Auteur : Ariani Lee
Série : Les Chevaliers du Zodiaque
Genre : Angst, Comfort, Slash.
Pairing : Hyoga/Shun Shaka/Shun
Epilogue
Your voice is like music to my ears
Whisper softly and the world just disappears
Take me higher and just wipe away my fears
When you're with me
Oh boy, it's my heartbeat that I hear
(Fillin' me up, Britney Spears)
Hyoga se précipita et rattrapa Shun. Il s'assit par terre et l'allongea contre lui. Il était trop tard.

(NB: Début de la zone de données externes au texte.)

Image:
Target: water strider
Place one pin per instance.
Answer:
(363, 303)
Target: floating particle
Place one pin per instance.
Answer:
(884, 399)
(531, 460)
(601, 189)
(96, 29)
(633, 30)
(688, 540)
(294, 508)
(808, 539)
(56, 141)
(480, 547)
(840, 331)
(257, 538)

Ils n'étaient pas revenus à temps, et il était trop tard.
Mais il sut immédiatement ce qu'il devait faire. A l'instinct. Il prit sa main, dont la peau lui parut déjà trop fraîche, et noua ses doigts aux siens. S'installant plus confortablement, il lui envoya de son énergie, la fit passer de sa main à la sienne et dans tout son corps. Assez pour maintenir ses fonctions vitales. Assez pour que son cœur se remette à battre et son sang à circuler. Sa peau se réchauffa. Hyoga soupira de soulagement. En fait, il n'avait pas vraiment eu peur. C'était au-dessus de ça. Était-ce ça, ce que Shun avait ressenti en le découvrant dans le cercueil de glace? Il avait eu l'impression qu'un gouffre s'était ouvert sous son cœur et que celui-ci, paralysé par le vertige, cessait d'exister.
Ikki s'assit à côté de lui et prit l'autre main de son frère.
- Je vais continuer, dit-il.
- Non !
Hyoga se figea, surpris par sa propre virulence.
- Désolé, dit-il. Excuse-moi, mais... Je veux le faire.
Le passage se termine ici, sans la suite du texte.